The would-be robbers were called Wayne Rodway and Joseph Clark, both aged twenty-two, and early Sunday morning we had to let them go. After a chase through several gardens they’d been arrested in the house of Clark’s ex-wife, sitting watching
Ready Steady Cook
on TV with their hair plastered to their heads and pools of water forming around their feet. They’d been there for at least an hour, they claimed, and the ex-wife’s flaxen locks nodded in confirmation.

We needed forensic evidence to put them in either of the cars, but the Subaru’s doors had been left wide open and the downpour had done a decent job of sluicing out the interior. They’d worn cotton gloves, which they’d thrown off as they fled, but the masks weren’t found. They must have discarded them earlier. All the money was retrieved, which was little consolation. After thirty-six hours it was muck or nettles. Jeff had to either charge them or let them go. It was no big deal. They were released on police bail but we knew where to find them and we’d be keeping an eye on their movements.

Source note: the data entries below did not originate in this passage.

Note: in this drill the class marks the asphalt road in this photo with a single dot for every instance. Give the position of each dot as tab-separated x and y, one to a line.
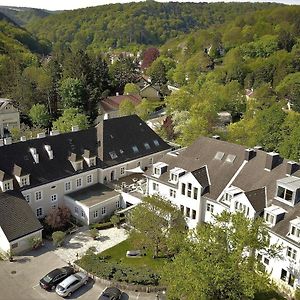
20	280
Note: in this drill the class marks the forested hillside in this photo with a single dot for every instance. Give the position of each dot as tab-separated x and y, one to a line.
125	25
258	55
23	15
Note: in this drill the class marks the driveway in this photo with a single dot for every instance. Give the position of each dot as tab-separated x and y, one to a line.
19	279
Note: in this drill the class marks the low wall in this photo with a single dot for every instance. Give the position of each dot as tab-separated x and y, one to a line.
123	286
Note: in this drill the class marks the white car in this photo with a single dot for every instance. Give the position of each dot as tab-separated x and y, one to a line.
71	284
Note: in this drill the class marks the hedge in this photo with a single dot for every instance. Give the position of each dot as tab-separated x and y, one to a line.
102	267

I made myself a chicken sandwich and flask of coffee and went for a walk up Signal Hill. It’s about three miles to the top but I followed the canal for a while to lengthen the walk. The fishermen were out in force, their poles impossibly long as they screwed extra sections on to them, reaching out across the water to where they hoped the fish were waiting. Some nodded a hello, most were too absorbed to notice me. Mr Wood is a fisherman, but he prefers to go for salmon or trout, not what are known as coarse fish. There’s a pecking order amongst anglers as with everything else. A heron flapped over, wings like barn doors, looking down in dismay at the crowded towpath. He’d probably go hungry today, I thought.